A Few Questions, Answers About Mitt Romney's Taxes
Mitt Romney has filed his tax returns — to the voters. And to no one's surprise, the former Massachusetts governor, private equity firm exec and GOP presidential contender makes a tidy sum.
NPR asked William Gale, co-director of the Brookings Institution's Urban-Brookings Tax Policy Center; Alan Viard, a resident scholar who specializes in federal tax and budget policy at the American Enterprise Institute; and Victor Fleischer, a professor of law specializing in tax at the University of Colorado Law School, to comment on the controversy surrounding Romney's income and the taxes he pays.
Q: How could Mitt Romney, a millionaire several times over, pay a tax rate lower than many middle-income Americans?
Viard: At the higher income range ... how much individual income tax you pay is heavily dependent on whether your income is long-term capital gains and qualified dividends on the one hand, or whether it's so-called ordinary income on the other hand. The statutory rate differential really tells the story; you have a 35 percent statutory rate on income [at the top] and a 15 percent statutory rate on long-term capital gains and qualified dividends.
Q: Does the middle class as a group bear the largest portion of the federal tax burden?
Gale: It depends on what you call the middle class. People who are in the 95th percentile think of themselves as the middle class. If you think of the middle class as the 30th to 95th percentile, you probably get that answer.
Fleischer: The very rich still end up contributing the most in federal income taxes. After all, they have most of the income, even if it is not always taxed at the highest rate.
Q: Why would Romney's effective tax rate be so much lower than other millionaire politicians?
Viard: If a person has a large portion of their income from long-term capital gains and qualified dividends, then their individual tax rate is going to be much lower than it would be for someone else in the same income bracket whose income is largely of the ordinary variety. If you look at the upper-income groups, I think there is a great disparity in that regard. The high-income levels are a really heterogeneous group — there are some whose income comes largely from wages; people in very high-paying jobs such as corporate executives, athletes and entertainers. That's going to be in the 35 percent bracket. Then there are others whose income is almost exclusively in capital gains in dividends and they're going to be getting that 15 percent rate.
Fleischer: Mr. Romney's average tax rate is about 14 percent because most of his income comes from something called carried interest. Carried interest is a percentage of profits that a fund manager receives as compensation for managing someone else's investments. What's unusual about the situation is that Mr. Romney isn't paying a low tax rate because he's sitting on investments that he made — lots of rich people do that. He's paying tax at a low rate because his labor income is taxed as if it were capital gain.
Gale: [Also] ... clearly Romney gave a significant amount to charitable organizations.
Q: Are there other special tax breaks available to someone in the highest income bracket that average Americans would not get?
Gale: The two obvious ways are exclusions and deductions.

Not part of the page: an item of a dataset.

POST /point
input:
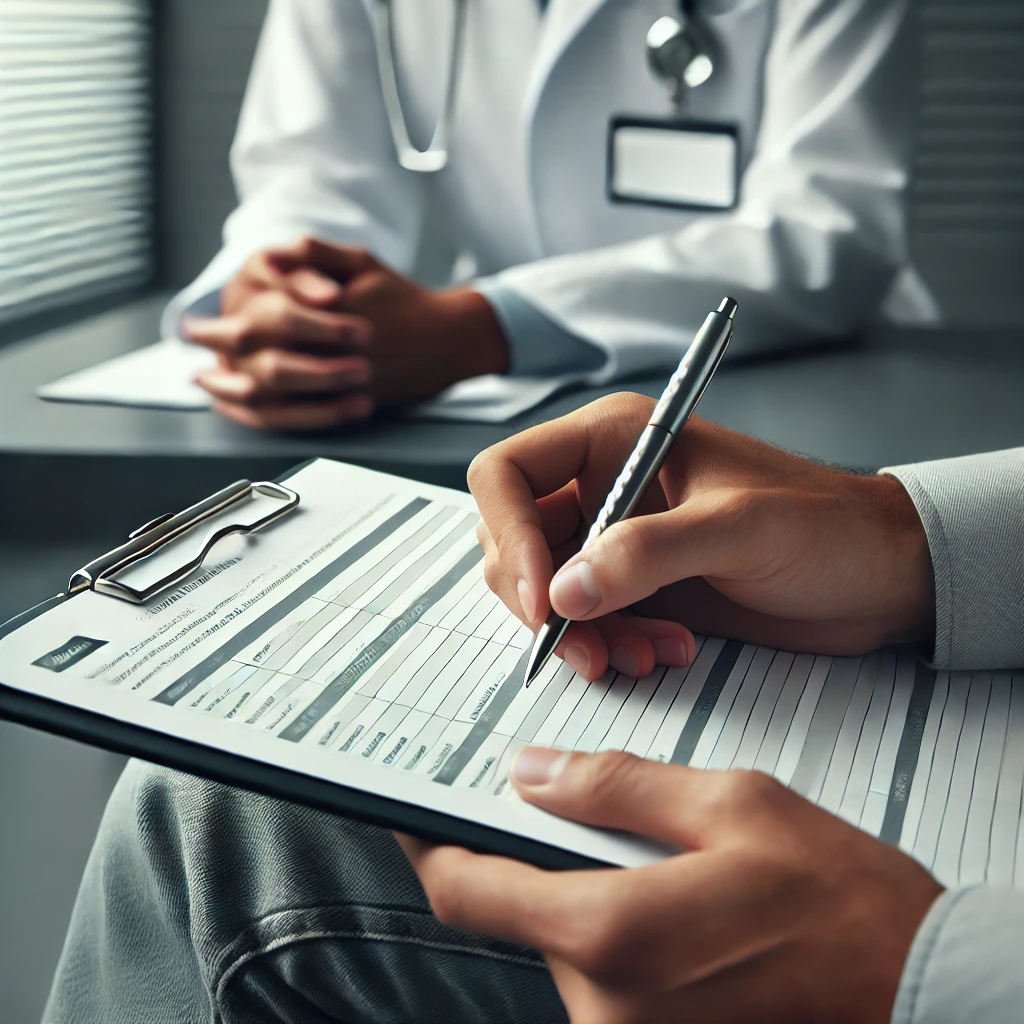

Exclusions never show up on the tax form to begin with. I'm guessing, just guessing, that that's big here. But, we don't know, because by virtue of them not being on the tax form, no information on them is provided when the tax form is released.
Fleischer: Carried interest is just one of the tax breaks that some rich people — in this case investment fund managers — can take advantage of. Other breaks include large retirement accounts, deferring income offshore, shielding business income in trusts, and avoiding payroll taxes on small-business income. For Mr. Romney, the biggest tax breaks are carried interest, taxed at 15 percent, and a huge IRA, which defers a lot of his income until later.